Aprì gli occhi. Erano dall’altra parte del muro, in quello che a prima vista sembrava lo sgabuzzino di un rigattiere. Ma non si trattava di normali cose vecchie: c’era un che di strano e di speciale nella qualità degli oggetti sparsi. Era il genere di cianfrusaglie rare, magnifiche, strane e costose che ci si aspetta di trovare in un posto come…
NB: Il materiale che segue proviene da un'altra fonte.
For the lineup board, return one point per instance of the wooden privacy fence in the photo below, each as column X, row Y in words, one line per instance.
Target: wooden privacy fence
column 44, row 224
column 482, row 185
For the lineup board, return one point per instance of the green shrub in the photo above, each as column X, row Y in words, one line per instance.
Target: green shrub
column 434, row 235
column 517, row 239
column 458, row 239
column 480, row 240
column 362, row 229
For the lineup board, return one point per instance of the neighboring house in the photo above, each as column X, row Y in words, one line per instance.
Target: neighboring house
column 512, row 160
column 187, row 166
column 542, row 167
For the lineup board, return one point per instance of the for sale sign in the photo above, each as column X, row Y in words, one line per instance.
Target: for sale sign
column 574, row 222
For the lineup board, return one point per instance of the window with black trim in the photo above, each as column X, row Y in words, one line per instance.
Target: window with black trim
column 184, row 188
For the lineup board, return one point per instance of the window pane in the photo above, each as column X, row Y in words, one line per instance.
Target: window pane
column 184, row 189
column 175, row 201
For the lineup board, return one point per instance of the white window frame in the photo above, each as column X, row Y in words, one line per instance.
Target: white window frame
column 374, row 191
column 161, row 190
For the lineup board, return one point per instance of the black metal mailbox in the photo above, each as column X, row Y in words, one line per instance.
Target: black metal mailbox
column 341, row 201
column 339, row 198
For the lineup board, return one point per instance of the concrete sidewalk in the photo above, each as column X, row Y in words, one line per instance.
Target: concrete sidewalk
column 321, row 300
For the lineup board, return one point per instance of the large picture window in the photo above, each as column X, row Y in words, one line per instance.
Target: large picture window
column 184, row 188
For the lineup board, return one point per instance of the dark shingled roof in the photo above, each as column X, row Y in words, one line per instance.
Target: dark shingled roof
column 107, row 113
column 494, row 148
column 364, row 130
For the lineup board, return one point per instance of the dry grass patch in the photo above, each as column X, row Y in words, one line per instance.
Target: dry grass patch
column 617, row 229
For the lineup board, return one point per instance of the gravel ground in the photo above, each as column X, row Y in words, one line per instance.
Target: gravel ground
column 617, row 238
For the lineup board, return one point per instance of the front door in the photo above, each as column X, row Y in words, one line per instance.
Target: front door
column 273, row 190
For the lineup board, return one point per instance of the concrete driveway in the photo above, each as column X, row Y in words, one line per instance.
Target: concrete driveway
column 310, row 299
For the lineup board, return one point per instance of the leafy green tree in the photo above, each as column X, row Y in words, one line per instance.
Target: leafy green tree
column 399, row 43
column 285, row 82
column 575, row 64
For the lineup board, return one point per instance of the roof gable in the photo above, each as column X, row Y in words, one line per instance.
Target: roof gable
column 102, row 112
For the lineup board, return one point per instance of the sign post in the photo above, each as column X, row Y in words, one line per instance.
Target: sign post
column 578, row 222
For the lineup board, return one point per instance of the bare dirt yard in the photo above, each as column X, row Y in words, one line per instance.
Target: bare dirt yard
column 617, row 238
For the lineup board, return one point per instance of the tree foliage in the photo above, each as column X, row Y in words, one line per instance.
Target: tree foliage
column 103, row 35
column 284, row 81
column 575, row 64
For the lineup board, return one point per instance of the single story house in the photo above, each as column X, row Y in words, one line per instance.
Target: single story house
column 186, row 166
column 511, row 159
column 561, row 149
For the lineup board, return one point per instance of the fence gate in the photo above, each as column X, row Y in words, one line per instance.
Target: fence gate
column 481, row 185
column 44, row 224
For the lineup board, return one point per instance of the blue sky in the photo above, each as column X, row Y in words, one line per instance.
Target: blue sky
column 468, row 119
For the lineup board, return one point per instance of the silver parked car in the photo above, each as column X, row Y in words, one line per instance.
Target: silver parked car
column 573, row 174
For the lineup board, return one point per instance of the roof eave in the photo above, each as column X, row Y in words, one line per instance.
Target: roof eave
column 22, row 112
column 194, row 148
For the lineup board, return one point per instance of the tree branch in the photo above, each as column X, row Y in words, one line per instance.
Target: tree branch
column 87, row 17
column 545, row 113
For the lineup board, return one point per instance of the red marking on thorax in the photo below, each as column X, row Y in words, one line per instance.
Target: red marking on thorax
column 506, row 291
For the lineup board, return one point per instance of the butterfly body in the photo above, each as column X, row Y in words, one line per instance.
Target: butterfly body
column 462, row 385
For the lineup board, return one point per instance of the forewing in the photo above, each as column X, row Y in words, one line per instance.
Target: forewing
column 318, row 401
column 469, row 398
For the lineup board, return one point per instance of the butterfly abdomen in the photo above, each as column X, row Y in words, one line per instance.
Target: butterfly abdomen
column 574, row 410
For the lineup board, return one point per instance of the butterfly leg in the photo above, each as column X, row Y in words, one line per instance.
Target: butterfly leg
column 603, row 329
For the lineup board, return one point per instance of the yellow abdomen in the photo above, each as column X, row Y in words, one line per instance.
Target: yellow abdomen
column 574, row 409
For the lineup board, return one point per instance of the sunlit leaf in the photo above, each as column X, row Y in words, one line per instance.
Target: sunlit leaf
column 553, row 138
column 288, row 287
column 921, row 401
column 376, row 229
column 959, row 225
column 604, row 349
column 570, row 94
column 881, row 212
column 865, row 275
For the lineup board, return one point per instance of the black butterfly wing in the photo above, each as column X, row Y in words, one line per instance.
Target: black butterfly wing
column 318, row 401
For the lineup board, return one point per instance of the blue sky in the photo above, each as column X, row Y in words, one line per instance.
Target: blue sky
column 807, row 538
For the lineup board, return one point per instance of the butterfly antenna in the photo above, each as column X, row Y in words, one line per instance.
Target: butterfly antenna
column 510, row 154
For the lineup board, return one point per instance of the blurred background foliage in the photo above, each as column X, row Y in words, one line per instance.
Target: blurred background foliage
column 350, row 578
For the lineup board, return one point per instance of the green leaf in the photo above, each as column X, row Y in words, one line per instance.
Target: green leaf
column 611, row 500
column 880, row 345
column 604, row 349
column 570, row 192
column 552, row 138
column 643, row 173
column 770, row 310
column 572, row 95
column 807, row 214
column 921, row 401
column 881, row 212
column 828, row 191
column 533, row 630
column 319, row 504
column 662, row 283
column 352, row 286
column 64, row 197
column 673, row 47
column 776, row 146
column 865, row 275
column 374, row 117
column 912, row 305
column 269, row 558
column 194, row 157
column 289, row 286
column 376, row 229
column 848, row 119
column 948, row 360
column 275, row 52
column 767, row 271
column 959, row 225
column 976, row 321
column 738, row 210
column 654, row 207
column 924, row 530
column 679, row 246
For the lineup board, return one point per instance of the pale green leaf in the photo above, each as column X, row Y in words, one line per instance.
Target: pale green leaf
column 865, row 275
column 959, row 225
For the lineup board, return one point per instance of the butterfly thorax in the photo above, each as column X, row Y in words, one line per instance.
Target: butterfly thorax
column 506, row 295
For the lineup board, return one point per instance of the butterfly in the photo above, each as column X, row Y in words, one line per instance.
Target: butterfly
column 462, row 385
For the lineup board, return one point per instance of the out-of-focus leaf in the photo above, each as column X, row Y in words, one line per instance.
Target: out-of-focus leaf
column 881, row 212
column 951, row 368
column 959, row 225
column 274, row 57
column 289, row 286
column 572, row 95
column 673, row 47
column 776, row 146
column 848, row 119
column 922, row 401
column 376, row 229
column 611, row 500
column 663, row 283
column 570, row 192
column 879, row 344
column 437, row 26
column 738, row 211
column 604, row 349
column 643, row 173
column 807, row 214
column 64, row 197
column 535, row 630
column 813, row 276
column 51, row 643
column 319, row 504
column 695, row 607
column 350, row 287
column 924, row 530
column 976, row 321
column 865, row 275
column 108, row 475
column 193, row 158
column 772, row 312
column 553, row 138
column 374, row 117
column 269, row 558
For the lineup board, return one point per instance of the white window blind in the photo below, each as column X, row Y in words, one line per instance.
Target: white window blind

«Siamo nel British Museum?» chiese.

La ragazza aggrottò le sopracciglia, meditabonda, o forse in ascolto. «Non esattamente. Siamo molto vicini. Penso che questo sia una specie di deposito o di magazzino. Qualcosa del genere.»

Allungò la mano per toccare la stoffa di un abito antico indossato da un manichino di cera.

«Vorrei che fossimo rimasti con la guardia del corpo» disse Richard.

Porta piegò la testa da un lato e lo guardò seria. «E tu da cosa devi essere protetto, Richard Mayhew?»

«Da niente» ammise. Quindi svoltarono un angolo e disse, «Be’… forse da loro» e allo stesso tempo Porta esclamò «Merda!»

Il motivo per cui Richard aveva detto «Forse da loro» e Porta aveva esclamato «Merda!» era il seguente: mister Croup e mister Vandemar se ne stavano in piedi su dei plinti ai lati del corridoio che stavano percorrendo. A Richard ricordarono orribilmente una mostra di arte moderna a cui una volta l’aveva portato Jessica: un affascinante giovane artista aveva allestito una mostra che prometteva di abbattere tutti i tabù dell’arte, e a questo scopo il suddetto artista aveva intrapreso una campagna sistematica di ruberie nelle tombe, per esporre quindi in contenitori di vetro i trenta reperti più interessanti dei suoi saccheggi.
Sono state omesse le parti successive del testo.